Personal information
- Born: June 3, 1983 (age 43) Detroit, Michigan, U.S.
- Listed height: 5 ft 11 in (1.80 m)
- Listed weight: 190 lb (86 kg)

Career information
- High school: Harrison (Farmington Hills, Michigan)
- College: Eastern Michigan (2001–2004)
- NFL draft: 2005: 7th round, 237th overall pick

Career history
- Jacksonville Jaguars (2005–2006); Miami Dolphins (2008)*; Detroit Lions (2008); Philadelphia Eagles (2009)*; Cleveland Browns (2010)*; Virginia Destroyers (2011)*;
- * Offseason or practice squad member only

Career NFL statistics
- Total tackles: 3
- Stats at Pro Football Reference

= Chris Roberson (American football) =

American football player (born 1983)

Christopher Robert Roberson (born June 3, 1983) is an American former professional football player who was a cornerback in the National Football League (NFL). He was selected by the Jacksonville Jaguars in the seventh round of the 2005 NFL draft. He played college football at Eastern Michigan.

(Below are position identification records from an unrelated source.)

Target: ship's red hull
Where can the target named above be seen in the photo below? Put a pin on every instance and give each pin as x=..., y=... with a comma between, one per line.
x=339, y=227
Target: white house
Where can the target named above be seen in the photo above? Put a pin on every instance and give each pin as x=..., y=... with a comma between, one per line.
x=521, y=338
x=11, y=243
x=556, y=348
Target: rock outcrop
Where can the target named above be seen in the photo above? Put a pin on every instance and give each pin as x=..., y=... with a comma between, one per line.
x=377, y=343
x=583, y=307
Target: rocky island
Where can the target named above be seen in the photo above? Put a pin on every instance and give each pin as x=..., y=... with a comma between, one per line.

Roberson was also a member of the Miami Dolphins, Detroit Lions, Philadelphia Eagles, Cleveland Browns, and Virginia Destroyers.

==Early life==
Christopher Robert Roberson was born on June 3, 1983, in Detroit, Michigan. He attended Harrison High School in Farmington Hills, Michigan.

==College career==
Roberson lettered for the Eastern Michigan Eagles of Eastern Michigan University from 2001 to 2004. He began his college career as a running back in 2001, rushing 167 times for 755 yards and three touchdowns while catching 23 passes for 91 yards and one touchdown and returning 12 kickoffs for 277 yards. Roberson moved to wide receiver as a sophomore in 2002, totaling 40	receptions for 379	yards and seven touchdowns, 21 punt returns for 232	yards and one touchdown, and 16 kickoff returns for 328 yards. He stayed at wide receiver as a junior in 2003, catching 34 passes for 338 yards and two touchdowns. Roberson moved to defensive back for his final season in 2004.

==Professional career==
===Jacksonville Jaguars===
Roberson was selected by the Jacksonville Jaguars in the seventh round, with the 237th overall pick, of the 2005 NFL draft. He officially signed with the team on June 16, 2005. He was waived on August 30 and signed to the Jaguars' practice squad on September 5. He was promoted to the active roster on November 22 and played in six games during the 2005 season, recording one solo tackle and one assisted tackle.

Roberson was placed on injured reserve on August 29, 2006, and spent the entire 2006 season there. He was released on July 28, 2007.

===Miami Dolphins===
Roberson signed with the Miami Dolphins on July 30, 2008, and was waived on August 22, 2008.

===Detroit Lions===
Roberson was signed to the practice squad of the Detroit Lions on October 8, 2008. He was promoted to the active roster on December 16 and appeared in one game for the Lions during the 2008 season, totaling one solo tackle. He was placed on injured reserve on September 5, 2009 and was released on September 11, 2009.

===Philadelphia Eagles===
Roberson was signed to the Philadelphia Eagles' practice squad on December 2, 2009.

===Cleveland Browns===
Roberson signed a reserve/future contract with the Cleveland Browns on January 19, 2010. He was placed on injured reserve on August 7, 2010 and was released on August 13, 2010.

===Virginia Destroyers===
Roberson signed with the Virginia Destroyers of the United Football League (UFL) in 2011. He was released on September 12 before the start of the 2011 UFL season.